Saymaz'ın konuştuğu annelerin açıklamaları şöyle:

U'nun anası T: Erbaş kendinden utanmalı. Müftü gözümün içine baka baka diyor ki, "Biz kardeşiz." Düşman olmaya bile layık değil. Hiçbir şey olmamış gibi nasıl yüzümüze bakıyorsun? Medyaya düşmeden önce hiç birimizi umursamadın. "Kol kırılır, yen içinde kalır" ne demek? O vahşet için kullanabileceğin cümle bu muydu? Sözde müftü Yıldırım, bu toprakları mundar edenlerden biridir. Çocuğumun hayatını mahveden ilçe müftüsünü nasıl olur da plaketlerle, kırmızı halılarla, başarı belgeleriyle gönderirsin? Senin neyine güveneyim? Ey müftü, seni seçeni ben seçtim. Elim bilekten değil, omuzdan kırılsın!

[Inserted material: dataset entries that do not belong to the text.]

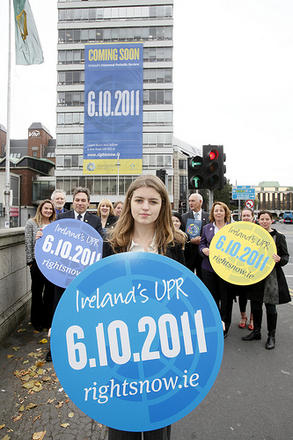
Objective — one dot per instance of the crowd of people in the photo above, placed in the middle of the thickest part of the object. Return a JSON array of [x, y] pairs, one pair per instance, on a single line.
[[144, 222]]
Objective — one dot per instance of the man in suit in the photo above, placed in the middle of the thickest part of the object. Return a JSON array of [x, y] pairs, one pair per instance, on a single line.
[[58, 198], [80, 204], [193, 222]]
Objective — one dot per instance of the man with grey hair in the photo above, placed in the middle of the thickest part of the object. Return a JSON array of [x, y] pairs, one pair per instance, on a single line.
[[58, 198], [193, 222]]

Ali Erbaş, bize gönderdiğin heyet sana yakışan heyet. Gelen bayan diyor ki, "Aslında istersem sizinle anlaşırım." Ben çocuğumun onurunu sizin ayağınızın altına atacak kadar ahmak mıyım? Ne Allahtan, ne kuldan korkuyorsunuz. Sizin hayanız yok.

Diyanet'in adını duyduğumdan beri midem bulanıyor. Eşime vasiyet ettim. Cenazemi Diyanet'e bağlı biri kaldırmasın. Sokaktaki insan namazımı kıldırsın.

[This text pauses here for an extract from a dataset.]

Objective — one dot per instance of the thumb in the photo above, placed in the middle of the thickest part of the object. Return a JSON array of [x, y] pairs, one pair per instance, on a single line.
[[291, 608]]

S'nin anası E: Yerle yeksan olduk. Ne yaşadığımızı tasavvur edemez kimse. Diyanet kelimesini duymak istemiyorum. Adının anılmasını istemiyorum. Her yerde bağırılıyor, "Din samimiyettir" diye. Onların dini samimiyet değil, hayır. Onların dini gösteriş, yalancılık, bir şeyleri saklamak, bazılarını aklamak, bir yere getirmek.

Suçluyu Ankara'ya vermişsin. Bir de plaketle uğurlamışsın. "Şehrimiz önemli bir değerini kaybetti" diyorlar. Şehir önemli değerini kaybedeli bayağı oluyor.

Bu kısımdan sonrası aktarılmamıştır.